Romances or Tragicomedies in Shakespeare’s Last Plays

Shakespeare's last plays 'romances' effectively continue the irregular line of development of his earlier works by interfacing comic and tragic themes with a new intensity. All these romances deal in one way or another with evil and innocence, guilt and atonement, uncorrupted youth undoing original sin and starting life afresh. Mythology, folklore, and magic find their way into these plays to a greater degree than in any other of Shakespeare's matured works.


William Shakespeare (1564-1616)



In Pericles, Marina and her mother, both assumed to be dead, are found at the end alive and innocent; in Cymbeline, lmogen similarly comes alive again: in The Winter's Tale, the statue of Hermione proves in the end to be the living Hermione, long thought dead; and in The Tempest, Alonso and his company is miraculously redeemed from drowning to find repentance and new virtues.

Shakespeare's poetic symbolism is directly connected with the tragic contradictions of human nature. With the passage of time, his poetic symbols too move to a larger realm. His later symbols deal with the moral arrays and the other human potentials of life that can be projected with the peaceful beauty of one who is does not have any tragic flaw.

Shakespeare turns from the psychological realism of the great tragedies to a new, more symbolic kind of play in which he could come to terms with the problem of evil in a different manner. Pericles, his another famous play deals with the themes of religion, death, resurrection, ritual purification and the redemptive power of innocence.

In Cymbeline, an element of fairy tale runs right through the play. The theme, as of Pericles is innocence triumphant, emerging victorious from the darkest possible circumstances. This is a tragicomedy, a play in which all the terror of tragedy is given full vent before the tide is allowed to turn.

In such romances evil in all its horror is imported directly. Salvation comes from magic or coincidence, and the ritual of pardon is performed in the serenity of a brave new world in which we cannot literally believe.

Part of the essential tragedy of Hamlet and Othello is that one can never undo the past; evil once done is done, and there is no way of restoring the lost world of innocence. But in these last plays, Shakespeare finds a way of at least partially undoing evil.

The Tempest treats the theme of forgiveness and the younger generation. It is a magic play full of grave beauty. It is a play out of this world, a wish-fulfilled play in which virtue has all the power and innocence meets its appropriate destiny. The setting of the play is in the island.

In this way, his plays dramatize how treachery, calumny, and tyranny distort human and political relationship, and similarly the humanist ideals of self-discipline and self-knowledge are represented as counters to public and private misgovernment.

The main characteristics of these plays can be summed up as follows:

  1. Application of the new method breaking some sort of tradition.
  2. Tragic incident, but the ending is happy.
  3. Peace, calm, serene and genial atmosphere.
  4. Exercise of noblest emotion.
  5. Feeling of human life.
  6. Reconciliation, atonement, forgiveness, beauty, love, mirth and grief of youth are emphasized.
  7.  Manifestation of mature characters.

In the last of his plays, in collaboration with John Fletcher, Shakespeare returned to the Matter of England in his play Henry VIII. It has the indeterminate mixture of history, tragedy, comedy, pageant, and spectacle.
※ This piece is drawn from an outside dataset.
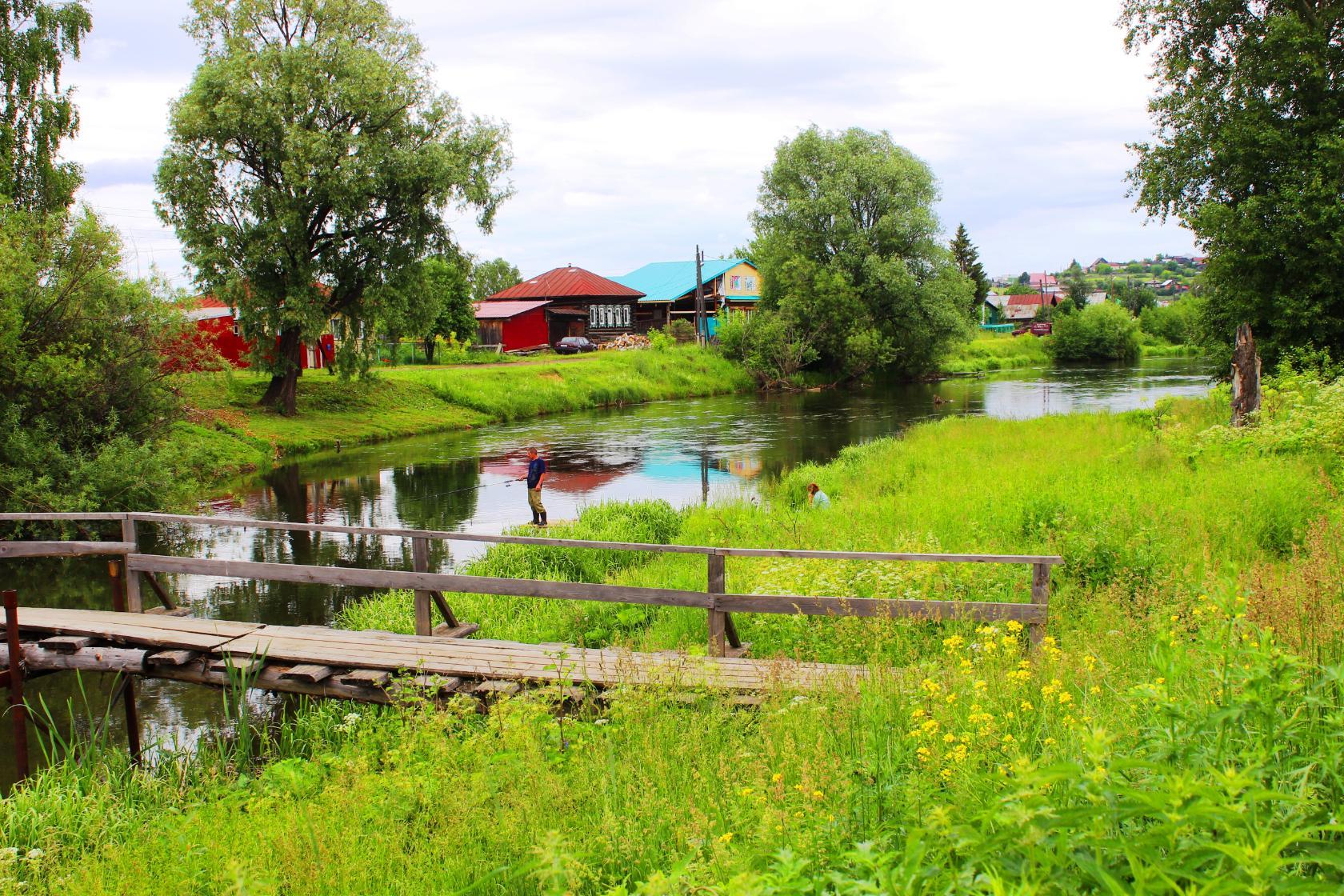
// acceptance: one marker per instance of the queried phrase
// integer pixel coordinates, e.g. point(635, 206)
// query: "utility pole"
point(699, 298)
It has dignified a wronged woman and, perhaps more distinctively, it has domesticated a queen.

Shakespeare was more than a brilliant dramatist and man of the theatre: he was also the greatest poet the English language has yet produced. He began his literary career as a poet and he never ceased to be fascinated by the poetic possibilities of image, conceit, metaphor, and symbol. As for all truly great poets, language was for him not only expensive, but cognitive and exploratory; for him, the nature of reality could be probed by the very fact of rendering it in poetic speech. He had the true objectivity of the artist, the supreme craftsmanship of the man of the theater, a human curiosity about man and his nature, an extraordinary ability to conceive and create characters, and an unrivaled mastery of the English language. That was William Shakespeare: he remains the unchallenged champion in the whole field of English literature.